• Festivals

Monte-Carlo TV Festival 2022 – Closing Ceremony

With as much pomp and circumstance as befits a film festival whose Honorary President is His Serene Highness Prince Albert II, the red-carpet event at the Salle des Princes in the Grimaldi Forum to hand out the closing night Golden Nymph awards was packed with stars and surprises. Although there was a wide selection of winners from Spain, Germany, France, Syria and Faroe Islands, it was the U.K. BBC/HBO Max limited series The Tourist which was the big winner, taking home the top three fiction TV honors.

 

The glamorous 61st Monte-Carlo Television Festival was hosted by Miss France 2021, Amandine Petit, and magician, comedian and author Eric Antoine, who sprinkled magic tricks throughout the long ceremony, including a prank in which he took a U.S. $20 bill from actress Jane Seymour and downgraded it into a €5 note after ripping up the original.

The winners were selected from 21 nominated programs from 12 countries across the Fiction and News & Documentaries categories as well as the Prince Rainier III Special Prize, which was given to the French environmental documentary Les éclaireurs de l’eau (The Water Scouts).

The television industry was out in full force on the sunny French Riviera after a small event last year limited to the handful of European entrants who had not been discouraged by the threat of Covid. Spread over five days, the 2022 festival was attended by 170 VIPs, hosted 25 public events, including six world premieres and four French premieres and also generated an estimated 1,500 interviews carried out by the national and international press from 25 countries from Ireland to Estonia. Stars representing some of the entrants included Matthew Fox, Joanne Froggatt, Camryn Manheim, Taylor Kinney and Taylor Kitsch.

Many well-known former jury members were also back and took part in presenting awards at the black tie final ceremony that featured the juries of the two categories to reward the Best in Fiction series/Film and in Documentary.

That line-up included Eric Close (Without a Trace, Nashville), Danny Glover (Lethal Weapon), Ron Perlman (Hellboy), Jason Priestley (Beverly Hills 90210), Jane Seymour (Dr. Quinn, Medicine Woman), Ricky Whittle (American Gods) and Emmy Award-winning screenwriter Michael Hirst (The Tudors, Vikings). 

“To celebrate the new decade, we decided to honor the former jury presidents from the last ten years,” festival CEO Laurent Puons explained. “They had the opportunity to meet with fans and speak with the press about their emblematic careers and also their future projects.”

The German film Martha Liebermann won awards for Best Film and Best Actress for Thekla Carola Weid as the German-Jewish woman in Nazi Berlin standing up for her values while risking her life. The Faroese series Trom, received the Best Actor award for Ulrich Thomssen and the Special Jury Prize.
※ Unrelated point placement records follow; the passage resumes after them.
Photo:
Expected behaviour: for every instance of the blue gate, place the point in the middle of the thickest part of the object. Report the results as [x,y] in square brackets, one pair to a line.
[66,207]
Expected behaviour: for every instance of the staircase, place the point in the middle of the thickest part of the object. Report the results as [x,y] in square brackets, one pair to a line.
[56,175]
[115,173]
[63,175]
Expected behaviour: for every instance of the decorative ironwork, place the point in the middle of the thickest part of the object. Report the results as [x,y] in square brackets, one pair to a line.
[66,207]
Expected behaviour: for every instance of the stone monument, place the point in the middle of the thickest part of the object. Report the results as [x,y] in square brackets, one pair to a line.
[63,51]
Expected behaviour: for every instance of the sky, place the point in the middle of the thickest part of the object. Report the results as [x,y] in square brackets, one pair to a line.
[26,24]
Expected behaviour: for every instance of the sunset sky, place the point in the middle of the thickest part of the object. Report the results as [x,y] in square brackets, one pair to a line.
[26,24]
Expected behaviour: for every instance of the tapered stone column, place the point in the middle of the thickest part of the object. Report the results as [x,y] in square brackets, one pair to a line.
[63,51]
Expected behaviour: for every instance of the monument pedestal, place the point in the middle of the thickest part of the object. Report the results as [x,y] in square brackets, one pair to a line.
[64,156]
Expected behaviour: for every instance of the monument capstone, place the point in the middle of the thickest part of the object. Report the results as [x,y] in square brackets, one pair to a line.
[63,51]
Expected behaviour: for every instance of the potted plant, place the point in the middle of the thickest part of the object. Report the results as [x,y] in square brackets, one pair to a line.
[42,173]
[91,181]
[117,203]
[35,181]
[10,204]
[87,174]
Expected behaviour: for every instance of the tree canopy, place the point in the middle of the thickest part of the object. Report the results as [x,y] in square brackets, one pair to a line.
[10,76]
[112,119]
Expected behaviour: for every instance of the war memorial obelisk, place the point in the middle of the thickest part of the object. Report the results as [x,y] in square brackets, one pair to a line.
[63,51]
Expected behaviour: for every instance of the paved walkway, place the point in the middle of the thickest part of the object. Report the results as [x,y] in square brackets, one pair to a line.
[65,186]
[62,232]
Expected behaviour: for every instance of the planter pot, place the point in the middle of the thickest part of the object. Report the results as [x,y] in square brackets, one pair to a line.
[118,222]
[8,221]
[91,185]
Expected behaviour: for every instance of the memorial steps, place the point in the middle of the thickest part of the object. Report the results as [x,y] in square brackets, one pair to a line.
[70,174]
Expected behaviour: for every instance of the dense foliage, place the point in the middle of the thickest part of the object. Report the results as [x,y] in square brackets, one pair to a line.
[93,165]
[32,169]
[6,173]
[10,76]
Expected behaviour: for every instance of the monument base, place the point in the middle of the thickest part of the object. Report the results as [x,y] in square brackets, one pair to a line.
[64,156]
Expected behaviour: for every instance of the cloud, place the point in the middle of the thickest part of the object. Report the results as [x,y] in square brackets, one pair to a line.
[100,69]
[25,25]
But it was the U.K. limited series The Tourist – written by English brothers Harry and Jack Williams and shot in the Australian outback with Irish actor Jamie Dornan and Australian actress Danielle Macdonald – that took home Best Series, Best Creation and the newly introduced BetaSeries Public Prize. The quirky hit thriller beat out competing shows for top prizes including Paramount+ Godfather series The Offer, MGM series Last Light, starring Matthew Fox and Joanne Froggatt, and Amazon Prime thriller The Terminal List, starring Chris Pratt.

Present to accept the awards were co-writer Harry Williams, Australian star Danielle Macdonald and British co-star Catriona Renton. “Sorry you must be sick of us by now,” Renton said with a grin when the trio returned to the stage for the third time.

The best news program award went to the U.K.’s Navalny – The Man Putin Couldn’t Kill, and best documentary went to Spain’s Erasmus in Gaza, while the French/Syrian co-production Syrie, Des Femmes Dans La Guerre (Syria, Intimate Stories of an Endless War) was awarded the jury Special Prize in the News and Documentaries section.

Laurent Puons added, “As our Festival is now the leading one of its kind in Europe so our competition continues to grow in stature. This year the level of the Official Selection was exceptionally high with numerous worldwide premieres. I know that both sets of juries found it really challenging to make their final selections.”

H.S.H. Prince Albert II, the son of former movie star Princess Grace (who died in a car accident in September, 1982), was arguably the biggest celebrity of the occasion and was seen at one point posing for a selfie with Jane Seymour. He released a statement, commenting, “I would like to thank the jury members, the talented actors, creatives, and executives from around the world who have contributed to the success of this 61st edition of the Monte-Carlo Television Festival. Excellence has defined the quality and the creativity of the global content showcased within the competition and sincere congratulations are sent to the winners of the Golden Nymph Awards and Special Prizes as the Official Selection was full of exceptional nominees.”

 

The Golden Nymph statuette is a replica of the Nymph Salmacis, created by the Monégasque artist François-Joseph Bosio, who was chief court sculptor to Louis XVIII. The original can still be seen at the Louvre in Paris.